Research has linked use of the video-sharing platform TikTok with anxiety, depression and suicide.
Bloomberg Businessweek found that TikTok’s algorithms push videos about suicide and anxiety to kids.
The Center for Countering Digital Hate created TikTok accounts that paused briefly on videos about body image and mental health and liked them; within 2.6 minutes, TikTok recommended suicide content.
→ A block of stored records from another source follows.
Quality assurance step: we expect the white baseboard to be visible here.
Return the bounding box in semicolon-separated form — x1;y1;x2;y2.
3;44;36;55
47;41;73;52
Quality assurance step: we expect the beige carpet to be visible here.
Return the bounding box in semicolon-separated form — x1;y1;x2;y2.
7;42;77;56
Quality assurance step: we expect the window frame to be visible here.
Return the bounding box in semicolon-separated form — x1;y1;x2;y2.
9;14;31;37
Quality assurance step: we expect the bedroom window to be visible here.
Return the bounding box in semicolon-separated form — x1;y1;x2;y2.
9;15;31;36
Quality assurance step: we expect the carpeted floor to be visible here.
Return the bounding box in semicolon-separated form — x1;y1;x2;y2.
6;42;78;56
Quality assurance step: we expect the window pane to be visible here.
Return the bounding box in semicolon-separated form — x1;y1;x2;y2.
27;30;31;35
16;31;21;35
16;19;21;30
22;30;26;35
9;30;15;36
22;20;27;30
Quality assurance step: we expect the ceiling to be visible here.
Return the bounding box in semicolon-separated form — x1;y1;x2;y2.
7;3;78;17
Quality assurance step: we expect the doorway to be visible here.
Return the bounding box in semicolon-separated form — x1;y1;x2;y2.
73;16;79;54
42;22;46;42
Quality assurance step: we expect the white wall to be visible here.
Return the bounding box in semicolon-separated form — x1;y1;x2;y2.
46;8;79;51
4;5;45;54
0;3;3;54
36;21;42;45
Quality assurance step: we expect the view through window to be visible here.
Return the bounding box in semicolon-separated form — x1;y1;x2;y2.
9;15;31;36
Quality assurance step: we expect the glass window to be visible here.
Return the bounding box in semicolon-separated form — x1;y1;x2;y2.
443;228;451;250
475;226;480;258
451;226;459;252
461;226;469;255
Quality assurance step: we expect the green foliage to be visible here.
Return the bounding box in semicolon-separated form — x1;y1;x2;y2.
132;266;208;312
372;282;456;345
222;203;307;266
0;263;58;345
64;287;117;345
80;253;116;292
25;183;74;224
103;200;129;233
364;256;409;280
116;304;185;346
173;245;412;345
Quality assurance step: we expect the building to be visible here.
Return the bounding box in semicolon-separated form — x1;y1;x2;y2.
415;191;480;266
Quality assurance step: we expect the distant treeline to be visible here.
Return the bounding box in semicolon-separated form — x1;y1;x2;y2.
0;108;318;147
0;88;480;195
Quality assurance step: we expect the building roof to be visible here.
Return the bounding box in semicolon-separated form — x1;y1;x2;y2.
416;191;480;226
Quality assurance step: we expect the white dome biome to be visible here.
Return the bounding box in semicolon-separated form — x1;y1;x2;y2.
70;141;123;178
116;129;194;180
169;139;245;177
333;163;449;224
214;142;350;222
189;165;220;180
Amnesty International found that children who show an interest in mental health are drawn into “rabbit holes of potentially harmful content, including videos that romanticize and encourage depressive thinking, self-harm and suicide.”
One university study analyzed 100 TikTok videos hashtagged #mentalhealth; almost half “reported or expressed symptoms of mental distress.” Another found a tendency to repeatedly expose users to content that could harm their mental health.
TikTok says it has more than 150 million U.S. users.
Two-thirds of U.S. teens use TikTok, according to a 2022 Pew Research Center survey.
This Fact Brief is responsive to conversations such as this one.
Sources
Bloomberg Businessweek: TikTok’s Algorithm Keeps Pushing Suicide to Vulnerable Kids
counterhate.com: Deadly By Design: TikTok pushes harmful content promoting eating disorders and self-harm into young users’ feeds
Amnesty International: Driven into Darkness
formative.jmir.org: Deconstructing TikTok Videos on Mental Health: Cross-sectional, Descriptive Content Analysis
twin-cities.umn.edu: How is TikTok affecting our mental health? It’s complicated, new U of M study shows
TikTok: Celebrating our thriving community of 150 million Americans
Pew Research: Teens, Social Media and Technology 2022
This article first appeared on Wisconsin Watch and is republished here under a Creative Commons license.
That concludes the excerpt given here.